Imagine this: You own a chicken shack, and you need to sell more of your ten piece buckets. You decide to come up with a flyer and so you wonder, "Who should I target? Should I use the same piece for everybody or should I create different versions? Should I test them out somehow first? Is there even a way to find out which one works best before I spend a bucket load of my hard-earned profits?"
These are some great questions, and some very important questions. You're thinking like a marketer, Mr. Chicken Shack owner, and the answer to all of your questions is "YES!" You should try different flyers. You should send different flyers to different people. It does make a difference. Now stop clucking around and get testing!

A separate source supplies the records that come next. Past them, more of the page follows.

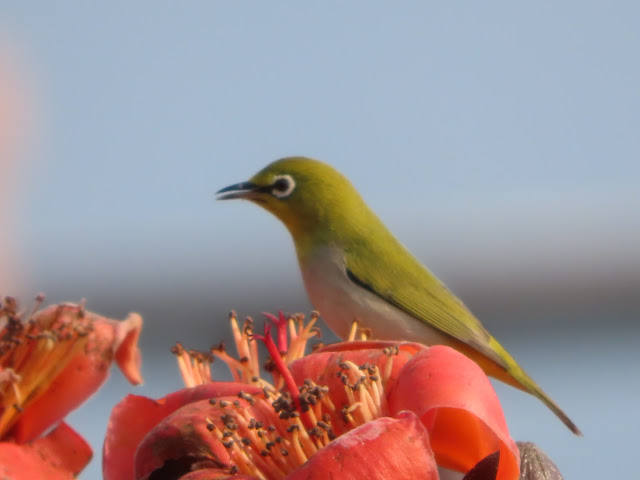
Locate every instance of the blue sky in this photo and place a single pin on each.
(499, 141)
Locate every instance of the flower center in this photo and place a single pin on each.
(271, 434)
(32, 353)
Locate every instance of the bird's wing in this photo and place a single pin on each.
(413, 289)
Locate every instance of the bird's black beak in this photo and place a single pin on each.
(239, 190)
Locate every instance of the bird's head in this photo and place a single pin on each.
(305, 194)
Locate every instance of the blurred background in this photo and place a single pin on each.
(500, 142)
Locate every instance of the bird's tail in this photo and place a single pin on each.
(512, 374)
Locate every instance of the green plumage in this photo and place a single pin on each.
(354, 267)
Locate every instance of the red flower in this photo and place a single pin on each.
(49, 365)
(360, 410)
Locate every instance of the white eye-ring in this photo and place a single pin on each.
(282, 186)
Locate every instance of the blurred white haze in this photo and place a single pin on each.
(499, 141)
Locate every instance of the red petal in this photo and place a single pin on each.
(457, 404)
(135, 416)
(60, 455)
(378, 450)
(82, 376)
(127, 353)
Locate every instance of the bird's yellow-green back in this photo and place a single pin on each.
(324, 212)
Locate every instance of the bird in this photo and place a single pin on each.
(354, 268)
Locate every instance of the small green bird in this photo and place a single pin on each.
(354, 268)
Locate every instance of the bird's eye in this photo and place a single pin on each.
(282, 186)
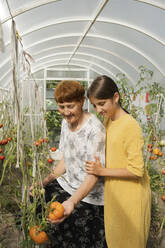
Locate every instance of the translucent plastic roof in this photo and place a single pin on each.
(105, 36)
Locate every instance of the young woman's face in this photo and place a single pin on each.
(71, 111)
(105, 107)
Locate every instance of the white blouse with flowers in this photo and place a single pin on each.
(77, 147)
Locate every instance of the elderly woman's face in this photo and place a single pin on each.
(71, 111)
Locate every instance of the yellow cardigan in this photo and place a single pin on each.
(127, 202)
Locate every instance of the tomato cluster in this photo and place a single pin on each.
(40, 141)
(3, 142)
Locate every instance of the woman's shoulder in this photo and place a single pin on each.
(95, 122)
(131, 123)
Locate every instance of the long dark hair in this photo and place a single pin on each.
(103, 87)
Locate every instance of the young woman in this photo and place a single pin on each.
(127, 190)
(82, 136)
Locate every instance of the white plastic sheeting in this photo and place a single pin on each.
(105, 36)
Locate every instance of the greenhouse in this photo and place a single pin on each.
(82, 124)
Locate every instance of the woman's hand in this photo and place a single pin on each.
(68, 209)
(94, 168)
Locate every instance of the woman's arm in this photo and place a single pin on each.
(56, 172)
(96, 168)
(69, 205)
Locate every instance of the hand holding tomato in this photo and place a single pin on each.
(94, 168)
(67, 208)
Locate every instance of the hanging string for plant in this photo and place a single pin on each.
(2, 47)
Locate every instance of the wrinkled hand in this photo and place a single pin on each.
(68, 209)
(94, 168)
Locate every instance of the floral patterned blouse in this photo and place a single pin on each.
(77, 147)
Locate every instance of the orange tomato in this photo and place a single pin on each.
(39, 237)
(53, 149)
(156, 151)
(56, 211)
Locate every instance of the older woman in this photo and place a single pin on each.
(82, 137)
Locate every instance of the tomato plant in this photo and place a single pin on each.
(56, 211)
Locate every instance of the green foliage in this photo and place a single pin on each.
(53, 119)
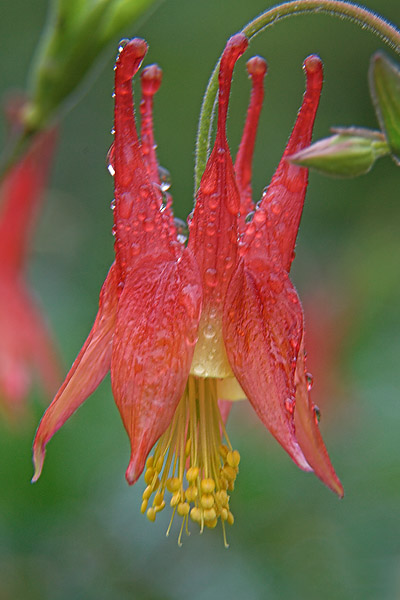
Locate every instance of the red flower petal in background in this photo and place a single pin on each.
(25, 344)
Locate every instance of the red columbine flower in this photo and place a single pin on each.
(183, 327)
(25, 345)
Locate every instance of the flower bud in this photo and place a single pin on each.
(347, 153)
(384, 83)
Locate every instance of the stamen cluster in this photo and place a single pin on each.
(193, 443)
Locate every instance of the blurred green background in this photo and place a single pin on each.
(78, 533)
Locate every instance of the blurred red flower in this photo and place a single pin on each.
(183, 326)
(25, 345)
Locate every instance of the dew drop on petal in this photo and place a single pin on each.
(122, 44)
(182, 230)
(290, 405)
(210, 277)
(165, 179)
(317, 414)
(310, 381)
(209, 331)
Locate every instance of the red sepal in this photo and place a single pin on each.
(89, 369)
(277, 218)
(263, 323)
(257, 68)
(156, 331)
(307, 430)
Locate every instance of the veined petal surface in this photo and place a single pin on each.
(89, 369)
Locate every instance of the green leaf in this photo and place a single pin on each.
(384, 81)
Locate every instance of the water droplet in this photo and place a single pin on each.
(122, 44)
(182, 230)
(259, 217)
(310, 381)
(199, 370)
(276, 283)
(165, 179)
(148, 225)
(210, 277)
(110, 161)
(290, 404)
(209, 331)
(276, 207)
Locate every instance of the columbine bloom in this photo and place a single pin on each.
(25, 345)
(184, 328)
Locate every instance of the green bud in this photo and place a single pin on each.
(348, 153)
(77, 32)
(384, 82)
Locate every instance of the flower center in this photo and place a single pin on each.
(192, 463)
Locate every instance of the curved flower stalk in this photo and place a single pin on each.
(184, 329)
(25, 344)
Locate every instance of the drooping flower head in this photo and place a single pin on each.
(182, 328)
(25, 344)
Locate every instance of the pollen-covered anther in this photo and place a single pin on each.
(151, 78)
(256, 67)
(192, 464)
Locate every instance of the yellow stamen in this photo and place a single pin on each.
(193, 461)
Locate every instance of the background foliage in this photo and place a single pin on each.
(78, 533)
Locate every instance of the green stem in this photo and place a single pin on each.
(361, 16)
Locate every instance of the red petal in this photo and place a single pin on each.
(20, 194)
(257, 68)
(307, 431)
(263, 324)
(151, 81)
(213, 229)
(158, 317)
(88, 370)
(24, 343)
(277, 219)
(140, 226)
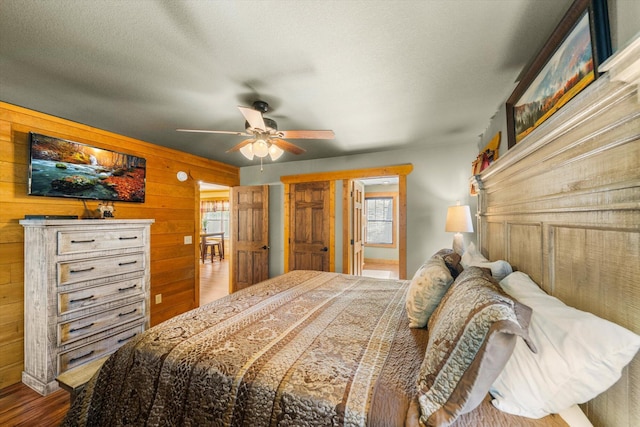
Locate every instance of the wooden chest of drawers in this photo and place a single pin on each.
(86, 293)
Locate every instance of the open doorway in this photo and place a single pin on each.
(378, 227)
(214, 242)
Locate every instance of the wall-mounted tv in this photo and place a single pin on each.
(61, 168)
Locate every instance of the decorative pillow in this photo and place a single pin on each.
(427, 287)
(471, 336)
(472, 255)
(451, 260)
(579, 355)
(472, 258)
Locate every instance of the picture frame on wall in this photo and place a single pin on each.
(567, 63)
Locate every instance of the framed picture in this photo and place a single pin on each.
(567, 64)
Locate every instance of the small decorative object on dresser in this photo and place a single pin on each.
(86, 287)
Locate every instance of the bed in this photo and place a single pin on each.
(305, 348)
(563, 206)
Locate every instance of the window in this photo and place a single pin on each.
(215, 216)
(380, 216)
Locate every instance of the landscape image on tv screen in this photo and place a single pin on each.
(61, 168)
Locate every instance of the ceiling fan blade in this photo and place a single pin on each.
(239, 146)
(308, 134)
(287, 146)
(254, 117)
(227, 132)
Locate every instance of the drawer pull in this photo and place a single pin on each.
(121, 340)
(82, 299)
(84, 356)
(82, 270)
(127, 313)
(81, 327)
(127, 263)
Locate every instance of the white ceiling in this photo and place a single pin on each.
(382, 74)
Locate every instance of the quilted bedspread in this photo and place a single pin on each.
(303, 349)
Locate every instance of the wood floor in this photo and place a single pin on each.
(214, 280)
(21, 406)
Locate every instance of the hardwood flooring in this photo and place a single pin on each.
(21, 406)
(214, 280)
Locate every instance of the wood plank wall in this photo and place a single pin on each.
(171, 203)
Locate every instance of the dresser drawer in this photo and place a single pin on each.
(98, 295)
(79, 328)
(96, 268)
(71, 242)
(95, 350)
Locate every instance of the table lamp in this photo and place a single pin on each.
(459, 221)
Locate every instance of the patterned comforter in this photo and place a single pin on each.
(306, 348)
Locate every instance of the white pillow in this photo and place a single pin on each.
(427, 288)
(579, 355)
(472, 258)
(472, 255)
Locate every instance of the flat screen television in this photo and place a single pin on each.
(61, 168)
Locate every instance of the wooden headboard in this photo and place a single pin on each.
(563, 206)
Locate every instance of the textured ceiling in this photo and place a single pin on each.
(382, 74)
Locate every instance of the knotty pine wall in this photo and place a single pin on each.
(172, 204)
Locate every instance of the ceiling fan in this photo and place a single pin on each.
(265, 138)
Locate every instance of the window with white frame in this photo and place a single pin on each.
(215, 216)
(380, 219)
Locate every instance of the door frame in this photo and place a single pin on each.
(400, 170)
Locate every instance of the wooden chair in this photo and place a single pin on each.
(212, 244)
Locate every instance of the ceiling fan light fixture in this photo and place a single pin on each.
(260, 147)
(275, 152)
(247, 151)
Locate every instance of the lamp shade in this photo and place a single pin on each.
(275, 152)
(459, 219)
(247, 151)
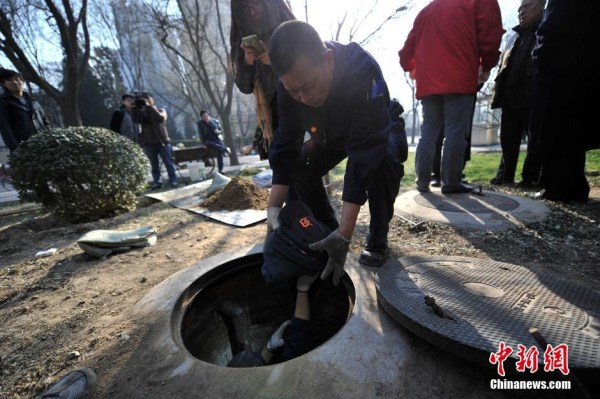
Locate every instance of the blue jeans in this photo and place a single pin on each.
(166, 153)
(316, 161)
(221, 149)
(453, 112)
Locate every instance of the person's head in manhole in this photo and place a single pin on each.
(292, 339)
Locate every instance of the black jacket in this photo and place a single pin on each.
(513, 84)
(20, 120)
(208, 130)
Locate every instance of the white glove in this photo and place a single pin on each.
(272, 218)
(336, 246)
(483, 76)
(277, 340)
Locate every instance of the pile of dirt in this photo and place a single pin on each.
(238, 194)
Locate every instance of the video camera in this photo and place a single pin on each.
(139, 100)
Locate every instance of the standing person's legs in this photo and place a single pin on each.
(511, 134)
(436, 180)
(152, 154)
(166, 153)
(382, 193)
(457, 111)
(433, 120)
(220, 150)
(530, 174)
(563, 177)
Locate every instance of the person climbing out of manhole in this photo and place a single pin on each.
(293, 338)
(287, 257)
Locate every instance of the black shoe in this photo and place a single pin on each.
(526, 184)
(501, 182)
(537, 195)
(79, 383)
(462, 189)
(373, 258)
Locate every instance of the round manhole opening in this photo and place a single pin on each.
(231, 309)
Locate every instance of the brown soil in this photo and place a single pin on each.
(238, 194)
(70, 310)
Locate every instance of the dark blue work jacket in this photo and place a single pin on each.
(354, 120)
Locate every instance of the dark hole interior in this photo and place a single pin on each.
(233, 309)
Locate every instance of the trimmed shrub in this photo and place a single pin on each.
(80, 174)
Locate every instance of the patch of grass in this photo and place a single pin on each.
(480, 169)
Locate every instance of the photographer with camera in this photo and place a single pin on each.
(209, 130)
(155, 138)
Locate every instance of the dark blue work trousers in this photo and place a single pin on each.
(317, 160)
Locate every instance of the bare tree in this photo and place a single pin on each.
(195, 37)
(411, 83)
(23, 22)
(352, 24)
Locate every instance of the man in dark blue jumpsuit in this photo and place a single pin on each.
(333, 104)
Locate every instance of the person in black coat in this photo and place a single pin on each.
(21, 115)
(562, 116)
(512, 93)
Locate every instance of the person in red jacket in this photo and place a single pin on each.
(452, 47)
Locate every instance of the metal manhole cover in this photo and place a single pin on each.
(488, 203)
(486, 302)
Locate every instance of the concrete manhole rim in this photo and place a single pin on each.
(528, 211)
(157, 310)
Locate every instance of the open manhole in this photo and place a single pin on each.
(232, 309)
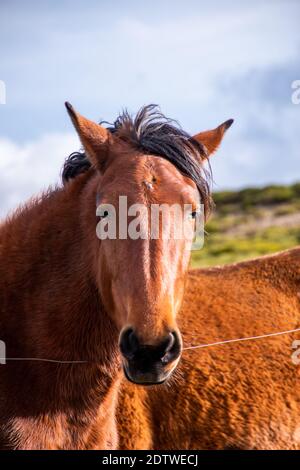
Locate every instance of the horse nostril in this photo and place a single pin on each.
(171, 348)
(168, 343)
(129, 343)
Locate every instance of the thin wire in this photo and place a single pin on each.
(40, 359)
(249, 338)
(199, 346)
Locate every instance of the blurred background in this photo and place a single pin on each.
(202, 62)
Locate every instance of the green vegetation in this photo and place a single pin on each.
(249, 223)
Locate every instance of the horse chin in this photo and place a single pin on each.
(145, 379)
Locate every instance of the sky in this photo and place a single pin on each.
(203, 62)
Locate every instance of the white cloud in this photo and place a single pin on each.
(27, 169)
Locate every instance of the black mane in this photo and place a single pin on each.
(153, 133)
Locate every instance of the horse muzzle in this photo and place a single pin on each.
(147, 364)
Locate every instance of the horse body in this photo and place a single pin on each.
(93, 307)
(50, 309)
(241, 395)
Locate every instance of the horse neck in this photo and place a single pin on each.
(51, 307)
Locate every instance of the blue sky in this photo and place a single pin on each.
(202, 62)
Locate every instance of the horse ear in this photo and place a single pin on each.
(94, 138)
(212, 139)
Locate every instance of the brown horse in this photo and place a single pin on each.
(67, 296)
(73, 299)
(243, 395)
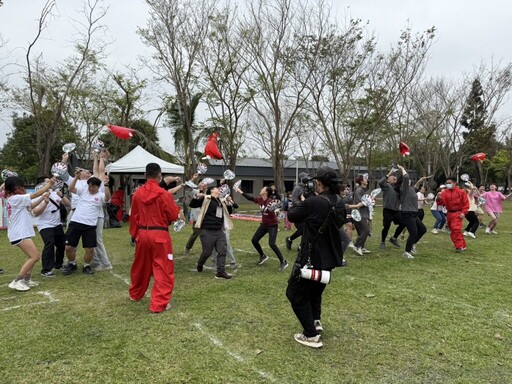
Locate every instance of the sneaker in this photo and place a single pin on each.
(223, 276)
(407, 255)
(100, 268)
(288, 244)
(394, 242)
(262, 259)
(19, 285)
(69, 269)
(313, 342)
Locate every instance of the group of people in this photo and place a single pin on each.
(321, 213)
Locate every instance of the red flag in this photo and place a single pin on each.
(211, 149)
(121, 132)
(404, 149)
(480, 156)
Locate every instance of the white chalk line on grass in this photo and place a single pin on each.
(214, 340)
(46, 294)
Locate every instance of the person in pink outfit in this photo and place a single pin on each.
(493, 207)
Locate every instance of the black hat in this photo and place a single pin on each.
(325, 173)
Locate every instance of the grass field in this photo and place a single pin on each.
(440, 318)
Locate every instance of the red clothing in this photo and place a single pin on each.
(457, 204)
(152, 206)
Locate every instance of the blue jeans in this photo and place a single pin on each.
(440, 219)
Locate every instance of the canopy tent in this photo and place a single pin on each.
(135, 162)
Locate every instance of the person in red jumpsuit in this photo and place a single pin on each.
(457, 204)
(153, 209)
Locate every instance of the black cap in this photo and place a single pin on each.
(325, 173)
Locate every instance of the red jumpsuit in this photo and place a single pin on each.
(457, 204)
(153, 209)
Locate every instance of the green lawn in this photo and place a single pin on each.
(440, 318)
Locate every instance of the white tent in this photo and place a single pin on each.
(136, 160)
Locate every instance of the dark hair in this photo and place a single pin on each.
(12, 184)
(153, 170)
(94, 181)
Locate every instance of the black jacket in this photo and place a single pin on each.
(326, 252)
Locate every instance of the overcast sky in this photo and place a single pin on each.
(469, 32)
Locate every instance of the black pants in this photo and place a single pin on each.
(54, 245)
(298, 232)
(305, 296)
(210, 239)
(272, 237)
(473, 222)
(414, 226)
(363, 230)
(192, 239)
(388, 216)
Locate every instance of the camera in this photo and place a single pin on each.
(309, 186)
(323, 277)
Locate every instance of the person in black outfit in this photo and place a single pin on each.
(322, 236)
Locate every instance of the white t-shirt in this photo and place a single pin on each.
(20, 221)
(89, 207)
(49, 219)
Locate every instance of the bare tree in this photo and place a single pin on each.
(177, 31)
(52, 89)
(225, 93)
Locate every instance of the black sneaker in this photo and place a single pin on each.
(394, 242)
(223, 276)
(69, 269)
(262, 259)
(288, 244)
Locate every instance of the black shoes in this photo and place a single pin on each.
(288, 244)
(223, 276)
(69, 269)
(394, 242)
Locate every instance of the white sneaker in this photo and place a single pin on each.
(313, 342)
(407, 255)
(19, 285)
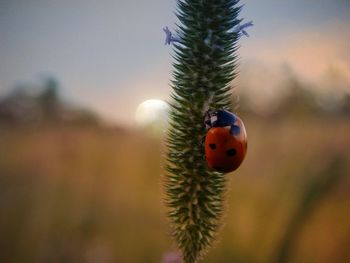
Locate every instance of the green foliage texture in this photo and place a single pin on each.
(204, 67)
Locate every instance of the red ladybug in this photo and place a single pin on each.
(225, 146)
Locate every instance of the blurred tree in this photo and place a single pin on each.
(49, 99)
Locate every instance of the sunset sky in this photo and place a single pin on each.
(110, 55)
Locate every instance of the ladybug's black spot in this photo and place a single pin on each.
(231, 152)
(235, 130)
(218, 168)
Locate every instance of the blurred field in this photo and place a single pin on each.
(91, 194)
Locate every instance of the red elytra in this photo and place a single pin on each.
(225, 151)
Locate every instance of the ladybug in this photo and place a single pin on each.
(225, 142)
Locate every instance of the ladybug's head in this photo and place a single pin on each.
(219, 118)
(210, 119)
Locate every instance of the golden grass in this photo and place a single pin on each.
(78, 194)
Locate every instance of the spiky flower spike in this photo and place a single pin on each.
(205, 64)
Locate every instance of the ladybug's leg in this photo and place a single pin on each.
(235, 130)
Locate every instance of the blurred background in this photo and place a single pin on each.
(81, 150)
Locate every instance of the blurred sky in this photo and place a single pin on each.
(110, 55)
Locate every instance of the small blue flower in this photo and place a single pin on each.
(240, 29)
(169, 38)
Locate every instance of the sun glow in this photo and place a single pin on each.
(152, 112)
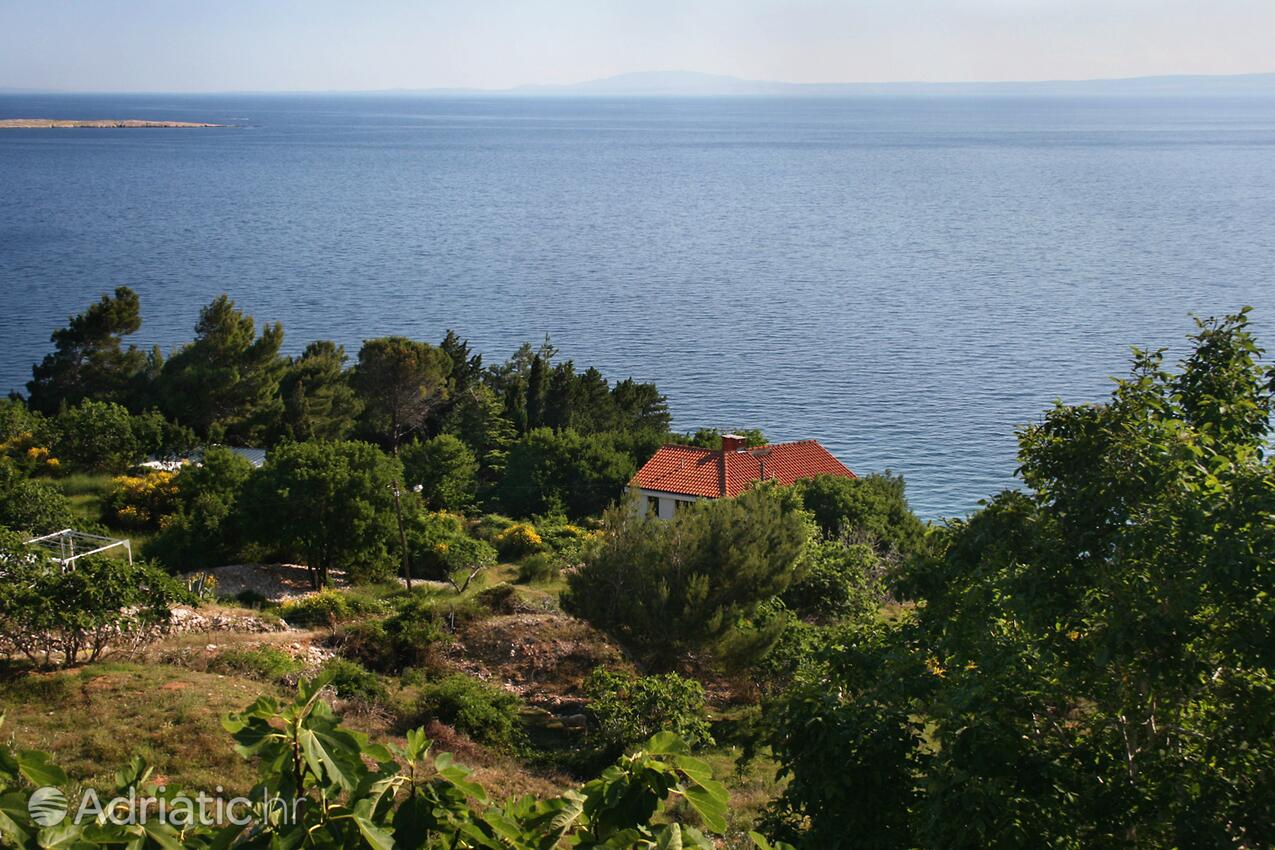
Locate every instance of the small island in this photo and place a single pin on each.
(101, 124)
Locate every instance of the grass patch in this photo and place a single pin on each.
(94, 719)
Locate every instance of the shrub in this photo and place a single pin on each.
(518, 540)
(871, 510)
(205, 530)
(352, 681)
(840, 580)
(142, 501)
(667, 588)
(406, 640)
(26, 451)
(630, 709)
(485, 713)
(444, 468)
(490, 525)
(330, 505)
(500, 599)
(426, 530)
(541, 566)
(267, 663)
(352, 793)
(562, 470)
(98, 436)
(26, 505)
(327, 608)
(250, 598)
(66, 616)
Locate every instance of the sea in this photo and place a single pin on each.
(907, 279)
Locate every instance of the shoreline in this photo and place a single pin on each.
(101, 124)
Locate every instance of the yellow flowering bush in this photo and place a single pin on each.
(23, 450)
(518, 540)
(143, 501)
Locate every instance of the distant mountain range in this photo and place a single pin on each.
(694, 83)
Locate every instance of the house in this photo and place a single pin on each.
(678, 475)
(255, 456)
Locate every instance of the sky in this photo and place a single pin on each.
(360, 45)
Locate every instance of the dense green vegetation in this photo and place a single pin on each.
(1081, 663)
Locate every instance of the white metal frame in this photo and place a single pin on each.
(65, 551)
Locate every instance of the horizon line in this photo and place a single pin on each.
(557, 88)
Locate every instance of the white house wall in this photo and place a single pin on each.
(667, 502)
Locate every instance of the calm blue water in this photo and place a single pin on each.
(903, 279)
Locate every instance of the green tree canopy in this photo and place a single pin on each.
(89, 360)
(477, 417)
(667, 588)
(400, 382)
(871, 510)
(1092, 658)
(319, 402)
(32, 506)
(101, 436)
(225, 384)
(445, 469)
(207, 530)
(564, 470)
(328, 504)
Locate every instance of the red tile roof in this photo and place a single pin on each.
(690, 470)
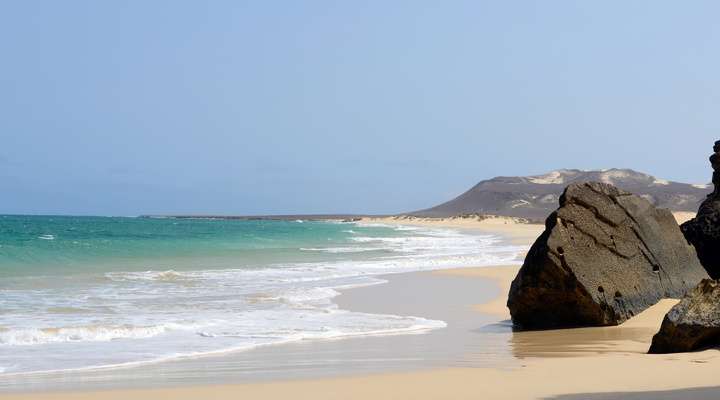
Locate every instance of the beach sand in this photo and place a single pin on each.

Now, maybe you don't own a chicken shack, maybe you do. That part doesn't matter because what makes the chicken shack example so powerful is the fact that it involves sending the right marketing piece to the right population so that they'll get off their butts and run to buy chicken. In other words, the same questions apply whether you're selling fried chicken or high-end retail. The difference is the answers to those questions, and that difference has the power to make or break your campaign and your bank account.
If you're with me so far then you're the kind of person who asks: "What can I change about my marketing piece, packaging, headlines, envelope color, you name it, that will bring more people to my door - that will make my phone ring?"
Congratulations! You're the kind of person (you know, the intelligent type) who appreciates the science of marketing and who understands that the science part of marketing is the number one thing that separates you from your competition who just ships out a crate load of direct response mail and hopes that the stars align at just the right angle so that a miniscule percentage of recipients respond to it.
The science part of marketing involves serious strategy not intended for the faint of heart. It involves the basic formula: X (piece variables) x Y (population) = Z (results). The different sets of these variables sent out are called waves. The more waves you send out, the fewer the changes you make between waves, which means that you can control for more differences and come to a more clean understanding of what is causing different results between waves.
After testing, you are able to arrive at a point where you can boldly say "this flyer, with this specific headline, sent to this group of people = this much more chicken purchases than all the rest, and so guess what Chicken Shack team? We're sending out quadruple of this amount of these tomorrow!"
What I am talking about is a very strategic approach to marketing, one of the many strategic components that should be part of your total marketing plan. Is it? If you're not ready for strategy, then I'd advise you to cross your fingers, spin around three times, stay away from black cats, and keep watching those weather forecasts for that next full moon. If you are, the science of marketing is waiting with a confident smile.